De repente, siento un nudo en el estómago y mis oídos empiezan a zumbar. Mira sus papeles como si fuera un menú, como si no acabara de decir lo mismo de siempre.
—En general, estos números se verían bien si tuviera un peso normal. Puedo enviarla con uno de los mejores nutricionistas que tenemos.
—Pare —digo, con la voz más afilada ahora.
—Por ahora, comer menos es importante...
—¡Pare!
Puedo sentir mi cara ardiendo.
—...y también hacer ejercicio todos los días.
Sigue hablando, como si yo ni siquiera estuviera aquí. Como si lo que digo no importara.
—¡He dicho que pare! ¿O prefiere que le diga que se calle? No hay nada malo en cómo hago ejercicio. Lo hago todos los días. Como bastante sano.
Por fin se calla, pero solo para empezar de nuevo.

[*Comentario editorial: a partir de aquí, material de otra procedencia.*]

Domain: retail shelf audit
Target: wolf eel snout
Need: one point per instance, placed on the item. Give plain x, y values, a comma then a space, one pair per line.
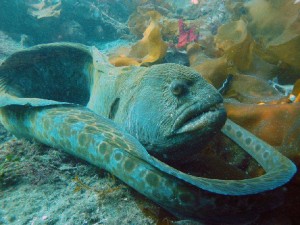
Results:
196, 116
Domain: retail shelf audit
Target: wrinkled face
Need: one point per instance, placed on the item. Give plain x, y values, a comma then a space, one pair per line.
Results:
172, 110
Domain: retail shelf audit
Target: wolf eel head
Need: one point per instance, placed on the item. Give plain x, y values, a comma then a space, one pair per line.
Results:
171, 109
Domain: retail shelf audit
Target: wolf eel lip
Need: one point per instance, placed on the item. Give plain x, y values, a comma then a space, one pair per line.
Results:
197, 117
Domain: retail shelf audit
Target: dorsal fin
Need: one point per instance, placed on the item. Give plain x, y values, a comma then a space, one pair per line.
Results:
50, 71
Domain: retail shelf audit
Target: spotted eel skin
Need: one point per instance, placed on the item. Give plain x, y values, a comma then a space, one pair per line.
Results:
99, 141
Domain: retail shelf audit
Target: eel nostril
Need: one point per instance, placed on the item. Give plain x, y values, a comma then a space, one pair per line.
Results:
179, 87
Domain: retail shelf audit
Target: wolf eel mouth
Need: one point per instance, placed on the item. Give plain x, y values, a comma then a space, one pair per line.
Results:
197, 117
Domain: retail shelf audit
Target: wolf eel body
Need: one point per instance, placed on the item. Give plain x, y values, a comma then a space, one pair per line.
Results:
98, 134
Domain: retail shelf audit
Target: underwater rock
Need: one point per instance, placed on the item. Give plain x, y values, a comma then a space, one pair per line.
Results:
45, 9
72, 31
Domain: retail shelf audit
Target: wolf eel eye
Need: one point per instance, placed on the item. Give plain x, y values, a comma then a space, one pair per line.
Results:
179, 88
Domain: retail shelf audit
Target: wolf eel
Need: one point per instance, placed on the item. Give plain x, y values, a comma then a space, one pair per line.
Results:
68, 96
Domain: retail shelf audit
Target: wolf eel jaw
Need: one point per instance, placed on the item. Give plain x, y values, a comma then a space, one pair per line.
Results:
197, 116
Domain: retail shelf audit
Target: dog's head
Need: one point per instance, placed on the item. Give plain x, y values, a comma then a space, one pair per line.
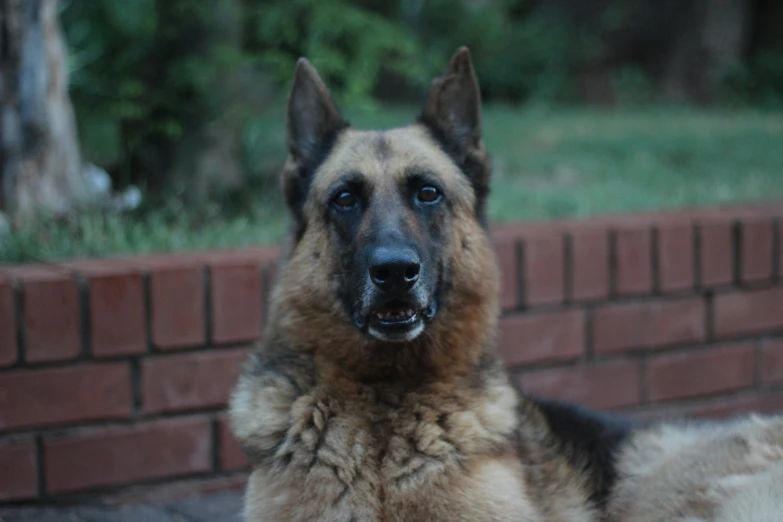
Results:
388, 225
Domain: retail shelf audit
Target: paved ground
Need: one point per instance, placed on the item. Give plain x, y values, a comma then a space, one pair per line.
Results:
220, 507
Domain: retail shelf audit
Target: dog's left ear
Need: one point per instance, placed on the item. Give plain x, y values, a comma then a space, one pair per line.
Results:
452, 114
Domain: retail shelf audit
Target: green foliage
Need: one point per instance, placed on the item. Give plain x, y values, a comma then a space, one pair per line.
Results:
556, 163
348, 44
519, 53
758, 82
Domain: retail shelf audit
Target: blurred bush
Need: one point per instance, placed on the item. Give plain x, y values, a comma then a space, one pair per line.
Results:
170, 94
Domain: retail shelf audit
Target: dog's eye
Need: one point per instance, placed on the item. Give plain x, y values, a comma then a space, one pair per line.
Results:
428, 194
344, 199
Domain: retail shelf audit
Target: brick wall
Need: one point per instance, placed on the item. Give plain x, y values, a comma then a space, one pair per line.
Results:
114, 374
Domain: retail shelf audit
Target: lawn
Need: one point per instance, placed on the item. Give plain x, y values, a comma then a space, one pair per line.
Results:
548, 163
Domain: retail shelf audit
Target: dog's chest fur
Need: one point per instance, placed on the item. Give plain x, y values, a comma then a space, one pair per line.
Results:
360, 453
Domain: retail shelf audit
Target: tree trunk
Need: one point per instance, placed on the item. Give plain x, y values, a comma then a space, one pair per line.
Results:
40, 164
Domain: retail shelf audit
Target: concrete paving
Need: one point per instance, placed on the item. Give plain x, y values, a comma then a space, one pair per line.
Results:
219, 507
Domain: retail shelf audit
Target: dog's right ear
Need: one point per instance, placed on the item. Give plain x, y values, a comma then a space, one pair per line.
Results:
313, 124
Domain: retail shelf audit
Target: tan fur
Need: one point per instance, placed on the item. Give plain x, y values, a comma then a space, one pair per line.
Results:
719, 472
343, 427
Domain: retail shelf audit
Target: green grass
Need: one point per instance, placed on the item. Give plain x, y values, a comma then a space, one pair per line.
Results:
547, 164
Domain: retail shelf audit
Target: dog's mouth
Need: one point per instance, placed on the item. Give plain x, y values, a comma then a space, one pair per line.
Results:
398, 321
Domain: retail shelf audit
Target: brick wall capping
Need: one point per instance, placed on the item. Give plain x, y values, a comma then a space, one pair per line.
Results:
672, 313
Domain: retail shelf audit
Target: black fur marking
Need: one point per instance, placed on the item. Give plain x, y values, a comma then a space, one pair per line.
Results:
297, 186
382, 147
590, 440
473, 169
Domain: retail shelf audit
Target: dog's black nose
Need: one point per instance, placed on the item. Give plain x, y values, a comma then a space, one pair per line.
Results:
394, 270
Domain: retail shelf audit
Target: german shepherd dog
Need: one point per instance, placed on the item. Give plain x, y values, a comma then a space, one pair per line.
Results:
377, 393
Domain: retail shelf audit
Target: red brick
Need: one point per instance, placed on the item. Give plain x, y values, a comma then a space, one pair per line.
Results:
51, 319
716, 254
236, 302
188, 381
177, 301
69, 394
772, 361
18, 480
506, 252
540, 337
232, 456
117, 314
756, 251
700, 372
590, 265
8, 347
544, 270
115, 456
675, 258
633, 261
605, 385
648, 324
748, 312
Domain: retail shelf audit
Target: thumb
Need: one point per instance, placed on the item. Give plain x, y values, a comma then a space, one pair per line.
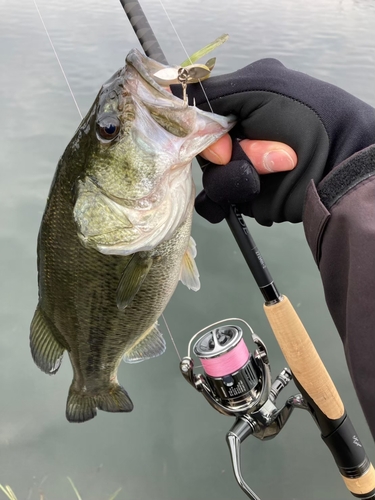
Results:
269, 156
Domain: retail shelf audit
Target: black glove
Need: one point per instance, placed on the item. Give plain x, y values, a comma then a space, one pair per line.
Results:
322, 123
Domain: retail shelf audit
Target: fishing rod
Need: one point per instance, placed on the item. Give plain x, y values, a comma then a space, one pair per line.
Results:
237, 382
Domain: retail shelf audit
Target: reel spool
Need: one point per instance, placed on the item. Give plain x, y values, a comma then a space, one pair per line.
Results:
237, 380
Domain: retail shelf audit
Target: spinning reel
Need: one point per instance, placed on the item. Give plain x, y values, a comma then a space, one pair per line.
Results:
238, 383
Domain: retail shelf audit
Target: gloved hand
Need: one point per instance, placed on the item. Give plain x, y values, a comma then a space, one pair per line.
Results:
321, 122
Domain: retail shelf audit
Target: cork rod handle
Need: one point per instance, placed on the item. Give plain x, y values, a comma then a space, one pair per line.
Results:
319, 390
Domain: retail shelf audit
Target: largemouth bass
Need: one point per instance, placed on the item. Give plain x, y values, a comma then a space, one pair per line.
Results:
115, 236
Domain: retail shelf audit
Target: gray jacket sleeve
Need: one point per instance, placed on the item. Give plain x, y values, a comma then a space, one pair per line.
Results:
339, 222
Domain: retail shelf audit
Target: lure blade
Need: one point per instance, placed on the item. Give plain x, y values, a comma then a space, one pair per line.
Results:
206, 50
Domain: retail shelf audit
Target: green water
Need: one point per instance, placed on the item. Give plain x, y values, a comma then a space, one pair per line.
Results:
172, 447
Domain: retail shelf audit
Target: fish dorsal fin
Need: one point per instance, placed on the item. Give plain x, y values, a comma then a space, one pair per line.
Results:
46, 351
189, 274
152, 345
131, 280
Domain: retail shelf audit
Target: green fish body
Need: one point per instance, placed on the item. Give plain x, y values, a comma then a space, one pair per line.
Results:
115, 236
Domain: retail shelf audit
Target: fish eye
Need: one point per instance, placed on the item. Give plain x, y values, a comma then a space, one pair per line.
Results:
108, 128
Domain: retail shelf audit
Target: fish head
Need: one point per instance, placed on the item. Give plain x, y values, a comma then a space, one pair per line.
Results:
137, 188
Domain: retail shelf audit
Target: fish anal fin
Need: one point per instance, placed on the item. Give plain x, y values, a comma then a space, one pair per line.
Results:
189, 274
151, 346
81, 407
46, 351
131, 280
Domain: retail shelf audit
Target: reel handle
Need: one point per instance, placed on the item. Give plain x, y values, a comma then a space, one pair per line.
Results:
319, 392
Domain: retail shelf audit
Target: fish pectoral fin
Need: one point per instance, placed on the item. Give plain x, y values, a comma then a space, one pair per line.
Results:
151, 346
189, 274
132, 279
81, 407
46, 351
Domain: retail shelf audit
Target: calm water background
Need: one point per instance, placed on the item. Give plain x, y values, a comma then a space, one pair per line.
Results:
173, 445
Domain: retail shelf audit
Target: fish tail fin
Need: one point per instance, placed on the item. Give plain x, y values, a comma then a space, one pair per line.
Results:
116, 400
82, 407
46, 351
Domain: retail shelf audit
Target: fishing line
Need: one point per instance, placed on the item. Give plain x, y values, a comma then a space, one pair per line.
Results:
58, 60
186, 52
170, 334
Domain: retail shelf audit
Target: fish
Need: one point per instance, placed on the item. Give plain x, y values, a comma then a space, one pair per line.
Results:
115, 237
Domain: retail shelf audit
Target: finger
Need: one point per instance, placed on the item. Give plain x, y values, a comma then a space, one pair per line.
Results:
220, 152
269, 156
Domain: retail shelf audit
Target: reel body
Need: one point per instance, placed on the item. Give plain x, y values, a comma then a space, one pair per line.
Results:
238, 383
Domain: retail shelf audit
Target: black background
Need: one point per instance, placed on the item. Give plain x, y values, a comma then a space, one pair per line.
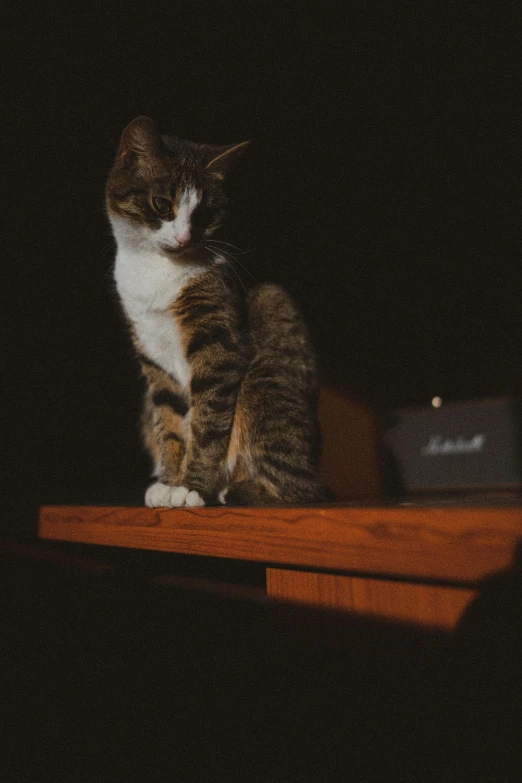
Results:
382, 188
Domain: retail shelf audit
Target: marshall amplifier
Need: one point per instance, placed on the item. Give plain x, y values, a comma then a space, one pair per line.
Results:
457, 446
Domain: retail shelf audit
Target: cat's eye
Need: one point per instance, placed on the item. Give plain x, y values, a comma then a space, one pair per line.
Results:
162, 205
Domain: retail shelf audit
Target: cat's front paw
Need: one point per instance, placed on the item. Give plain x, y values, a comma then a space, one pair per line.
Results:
160, 495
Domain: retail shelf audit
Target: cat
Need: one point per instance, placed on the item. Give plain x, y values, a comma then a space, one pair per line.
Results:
229, 413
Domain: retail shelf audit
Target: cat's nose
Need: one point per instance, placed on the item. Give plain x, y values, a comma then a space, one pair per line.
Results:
182, 237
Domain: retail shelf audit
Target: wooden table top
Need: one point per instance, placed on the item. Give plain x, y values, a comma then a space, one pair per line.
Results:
444, 540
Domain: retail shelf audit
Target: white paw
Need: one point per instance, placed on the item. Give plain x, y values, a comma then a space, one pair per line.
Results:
178, 496
194, 499
160, 495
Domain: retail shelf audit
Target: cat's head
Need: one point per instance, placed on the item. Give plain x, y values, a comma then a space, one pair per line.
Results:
165, 194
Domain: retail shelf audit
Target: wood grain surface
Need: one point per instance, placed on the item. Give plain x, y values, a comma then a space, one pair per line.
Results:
433, 606
455, 544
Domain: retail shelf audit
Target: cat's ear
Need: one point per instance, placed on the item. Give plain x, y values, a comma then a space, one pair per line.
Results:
221, 159
140, 139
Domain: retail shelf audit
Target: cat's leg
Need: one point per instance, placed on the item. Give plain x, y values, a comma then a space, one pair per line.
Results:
278, 439
164, 425
209, 323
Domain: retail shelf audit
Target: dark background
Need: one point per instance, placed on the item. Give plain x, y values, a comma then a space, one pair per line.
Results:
382, 188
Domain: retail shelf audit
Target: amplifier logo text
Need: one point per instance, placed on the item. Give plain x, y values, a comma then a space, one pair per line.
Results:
438, 445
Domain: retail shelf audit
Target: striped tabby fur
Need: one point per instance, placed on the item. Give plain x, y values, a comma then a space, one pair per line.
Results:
229, 410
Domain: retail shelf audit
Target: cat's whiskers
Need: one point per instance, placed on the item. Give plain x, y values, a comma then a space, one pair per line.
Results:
232, 258
237, 249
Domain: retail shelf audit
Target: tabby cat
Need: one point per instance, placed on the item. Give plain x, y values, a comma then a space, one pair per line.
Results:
229, 412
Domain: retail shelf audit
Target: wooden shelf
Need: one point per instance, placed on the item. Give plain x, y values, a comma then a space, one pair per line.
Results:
453, 544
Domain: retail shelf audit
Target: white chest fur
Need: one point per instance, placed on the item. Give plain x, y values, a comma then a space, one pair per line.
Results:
149, 284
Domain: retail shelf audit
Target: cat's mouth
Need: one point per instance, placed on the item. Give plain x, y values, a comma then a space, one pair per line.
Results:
177, 250
180, 252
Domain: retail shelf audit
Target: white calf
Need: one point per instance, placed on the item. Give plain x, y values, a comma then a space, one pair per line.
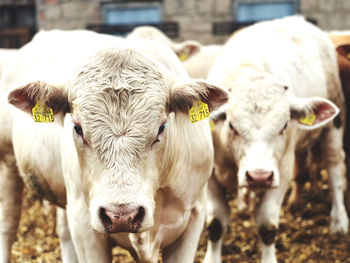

—Podría ser algo que necesite hacer por su cuenta. Ya sabe, mantenerse alejada de la cerveza y la comida basura.
Eso es el colmo.
Me levanto de golpe, la silla hace un ruido fuerte, y voy hacia la puerta. Mi mano tiembla mientras agarro el pomo. La abro, pero antes de salir, me doy la vuelta, con el corazón a mil por hora.
—¡No todo se trata del peso! ¡Lo único que me dice es que no sabe más de lo que sabía la última vez que estuve aquí!
Atravieso la sala de espera a toda prisa. Empujo la puerta con el hombro y salgo al aire primaveral, respirando con dificultad como si hubiera estado bajo el agua.
Estoy casi en el aparcamiento cuando mi pie tropieza con el bordillo. Mi tobillo se tuerce y caigo hacia delante, directamente hacia algo sólido y fuerte.
Unos brazos robustos me atrapan antes de que me dé de bruces.